Pull the cord, raise the dead

Sep 09, 2010 21:54

It seems like lately I have to get things out of my head in a certain order before I can get to the things that I actually want to think about. (Thusly, there is a giant long rambly private entry I decided not to subject you all to, in regards to the 11 hours I spent at work today. Blargh. Also I managed to forget to pay my electric bill last month. Today: not so good.)

I'm fairly annoyed that there are some good literary/meta conversations I want to have with people but can't, because I know I can't devote more than a few minutes to them. By the time I have time to sit down lately, everyone has moved on. This is not good, because my ideas are all piling up into a socratic dialog instead. No one wants this to happen, trust me! Untended ideas aren't supposed to turn into dialectics!
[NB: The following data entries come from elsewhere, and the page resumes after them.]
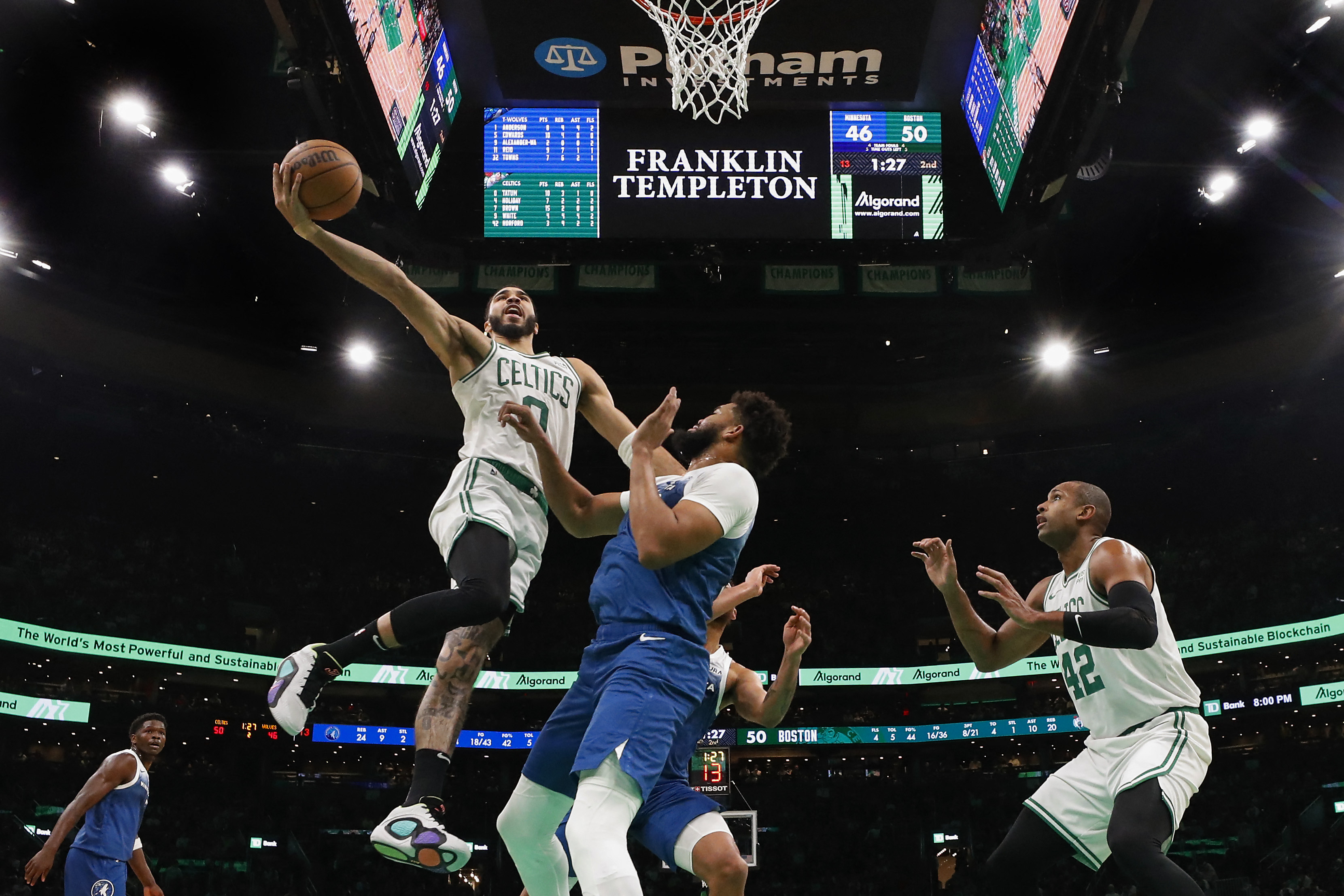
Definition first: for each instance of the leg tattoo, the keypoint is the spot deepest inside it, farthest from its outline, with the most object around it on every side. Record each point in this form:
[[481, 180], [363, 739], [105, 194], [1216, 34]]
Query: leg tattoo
[[444, 706]]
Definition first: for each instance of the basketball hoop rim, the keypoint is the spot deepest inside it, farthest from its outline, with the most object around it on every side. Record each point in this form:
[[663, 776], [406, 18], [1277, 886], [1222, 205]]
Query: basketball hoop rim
[[756, 8]]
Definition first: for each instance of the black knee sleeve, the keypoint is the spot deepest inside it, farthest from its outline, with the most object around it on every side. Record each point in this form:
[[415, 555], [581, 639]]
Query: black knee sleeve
[[1140, 824], [480, 569], [1030, 845]]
I should probably seek help. Actually, I really want to try writing fanworks/meta in the format because I think it's fun, but it feels so much like intellectual posturing.)
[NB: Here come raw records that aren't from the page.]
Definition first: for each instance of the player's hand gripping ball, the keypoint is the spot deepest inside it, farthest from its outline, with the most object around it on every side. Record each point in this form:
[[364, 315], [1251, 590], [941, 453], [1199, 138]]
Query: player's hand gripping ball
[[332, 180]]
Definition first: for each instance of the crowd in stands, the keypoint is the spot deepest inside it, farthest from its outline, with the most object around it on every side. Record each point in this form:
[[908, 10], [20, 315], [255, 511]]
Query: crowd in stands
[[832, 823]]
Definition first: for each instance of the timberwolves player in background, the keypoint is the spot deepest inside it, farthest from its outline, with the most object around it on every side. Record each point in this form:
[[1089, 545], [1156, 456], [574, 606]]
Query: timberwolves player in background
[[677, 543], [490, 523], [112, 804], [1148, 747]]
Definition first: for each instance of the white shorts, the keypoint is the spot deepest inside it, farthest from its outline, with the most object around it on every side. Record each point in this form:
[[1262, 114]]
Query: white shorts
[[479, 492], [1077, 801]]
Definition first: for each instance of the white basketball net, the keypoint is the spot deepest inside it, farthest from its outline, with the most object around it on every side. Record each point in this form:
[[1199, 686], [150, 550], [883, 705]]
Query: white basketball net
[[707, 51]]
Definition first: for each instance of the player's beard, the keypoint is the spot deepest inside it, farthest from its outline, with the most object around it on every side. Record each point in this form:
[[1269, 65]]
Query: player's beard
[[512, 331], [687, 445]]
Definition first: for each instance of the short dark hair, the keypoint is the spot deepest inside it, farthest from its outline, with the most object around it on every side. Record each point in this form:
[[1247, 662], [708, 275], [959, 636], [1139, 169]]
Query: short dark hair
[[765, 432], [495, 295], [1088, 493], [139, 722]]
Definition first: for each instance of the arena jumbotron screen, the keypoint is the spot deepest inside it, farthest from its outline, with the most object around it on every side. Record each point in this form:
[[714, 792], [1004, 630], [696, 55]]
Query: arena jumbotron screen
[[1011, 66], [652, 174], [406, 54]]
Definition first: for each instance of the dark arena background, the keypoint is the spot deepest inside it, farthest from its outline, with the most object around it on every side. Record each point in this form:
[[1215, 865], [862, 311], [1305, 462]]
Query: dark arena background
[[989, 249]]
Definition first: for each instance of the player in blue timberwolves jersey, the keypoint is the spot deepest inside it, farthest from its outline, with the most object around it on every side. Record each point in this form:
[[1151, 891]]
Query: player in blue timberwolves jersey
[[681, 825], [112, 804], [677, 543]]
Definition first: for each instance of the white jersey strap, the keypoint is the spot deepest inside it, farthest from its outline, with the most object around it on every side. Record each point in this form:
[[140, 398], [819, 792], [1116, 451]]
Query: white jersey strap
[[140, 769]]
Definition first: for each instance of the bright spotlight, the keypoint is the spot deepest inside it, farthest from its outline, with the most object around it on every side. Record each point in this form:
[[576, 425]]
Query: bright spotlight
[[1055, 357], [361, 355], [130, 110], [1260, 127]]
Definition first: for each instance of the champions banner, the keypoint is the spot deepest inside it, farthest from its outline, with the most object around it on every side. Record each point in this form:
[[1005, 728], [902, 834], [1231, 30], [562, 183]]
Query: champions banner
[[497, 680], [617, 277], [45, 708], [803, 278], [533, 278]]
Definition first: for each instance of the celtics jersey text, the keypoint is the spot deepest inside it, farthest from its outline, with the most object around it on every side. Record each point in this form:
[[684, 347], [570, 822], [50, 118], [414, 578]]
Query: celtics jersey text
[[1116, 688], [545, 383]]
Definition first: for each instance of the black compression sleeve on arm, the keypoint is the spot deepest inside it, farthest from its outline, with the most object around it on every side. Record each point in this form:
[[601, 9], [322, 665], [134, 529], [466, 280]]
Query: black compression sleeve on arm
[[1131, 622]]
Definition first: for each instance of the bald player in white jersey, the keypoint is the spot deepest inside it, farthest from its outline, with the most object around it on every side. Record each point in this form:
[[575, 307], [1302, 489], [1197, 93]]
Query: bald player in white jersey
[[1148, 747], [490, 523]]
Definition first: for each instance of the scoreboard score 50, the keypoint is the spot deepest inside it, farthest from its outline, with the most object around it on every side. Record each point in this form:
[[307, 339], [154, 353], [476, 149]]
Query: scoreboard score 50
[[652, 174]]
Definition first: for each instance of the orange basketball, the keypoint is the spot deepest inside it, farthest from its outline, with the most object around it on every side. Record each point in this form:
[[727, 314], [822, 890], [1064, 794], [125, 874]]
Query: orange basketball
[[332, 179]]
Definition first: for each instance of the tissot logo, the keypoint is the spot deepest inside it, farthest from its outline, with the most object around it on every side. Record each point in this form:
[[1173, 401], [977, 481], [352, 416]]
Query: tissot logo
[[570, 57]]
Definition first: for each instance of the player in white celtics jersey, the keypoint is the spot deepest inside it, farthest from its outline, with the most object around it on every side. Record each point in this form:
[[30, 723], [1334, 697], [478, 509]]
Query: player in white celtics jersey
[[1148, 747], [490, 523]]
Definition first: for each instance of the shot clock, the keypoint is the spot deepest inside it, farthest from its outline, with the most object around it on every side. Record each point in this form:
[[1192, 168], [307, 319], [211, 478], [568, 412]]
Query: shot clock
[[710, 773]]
The one little bright spot was finding that my friendly farmer's market apiary had let their bees loose in Daley Plaza today. I'd been meaning to restock on honey anyway, and while people are usually gathered around tasting the honey, everyone else was keeping a good 4+ foot buffer between themselves and the table because it was, you know, covered in bees. Because I have to get my adventure somehow (and because honey bees have become kind of an adorable cuddly insect underdog in my mind), I marched myself up to the table, had a couple of samples, had a couple of bees land on me and try to share the samples, and bought myself some delicious wildflower honey which, supposedly, is mostly raspberry and chestnut this time of year. I can't verify that, but it's kind of tangy and woody and is wonderful. I'm also wondering what kind of impression I left on them, because from my point of view I was trying to prove to myself that I wasn't afraid of adorable little honey bees, but from theirs I was probably the most airheaded and weird girl they saw all day. I was grinning the entire time and told them, when they joked that I could've taken one of the bees home when it landed on my sample, that it would get lonely if I took it.